When war was official, there was the same sense of incredulity that Oran suffered. There was also death, but it was not caused by the kind of war fought in 1914. This time war was mechanized. Nazis parachuted their troops, had amphibious craft, and Panzer divisions. The French were ill-equipped and fear was as destructive as the Nazis' machines. This fear, plus the lack of any cohesion weakened the country. By degrees, waves of panic, dejection, and indifference swept the trapped people. At the war's beginning, even Camus was rather unbelieving; later he was morose when the conflict could not be averted. He blamed both the masses and the leaders for their weaknesses, just as in The Plague, he attacks the indifferent citizens and their wishy-washy officials.
The plague lasts almost a year; the Occupation of France lasted four years.
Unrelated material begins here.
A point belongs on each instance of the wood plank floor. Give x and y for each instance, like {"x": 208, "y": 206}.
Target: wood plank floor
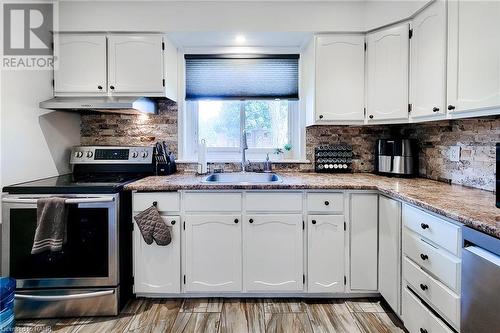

During those years the majority of the French people clung instinctively to life, seeking out small pleasures, praying intermittently, hoping for signs but, largely, neither aiding nor resisting the enemy. The Resistance was not a large organization, just as Rieux's team was also not large. But they persevered, believing in the rightness of their efforts. It was not easy to murder men merely because they were Occupation troops. Tarrou's philosophy seemed most humane, but Camus and others finally took the stand that he writes of in his "Letters to a German Friend." Here he confesses the difficulty he had in affirming violence to counter the enemy. He stresses the agony that intelligence burdens one with, especially when one is fighting savage violence and aware of consequences of which the enemy is ignorant.
The despair and the separation were endured by the French people until the Allied troops liberated the country trapped behind the Occupational walls. And, like all men, like even those survivors of World War 1, the French swore never again to let tragedies like this happen. Mankind, however, is free. Camus believes in the potential of the human race to avoid destroying itself. But he offers it the freedom to do so — under one condition: that each man assume his guilt for the holocaust.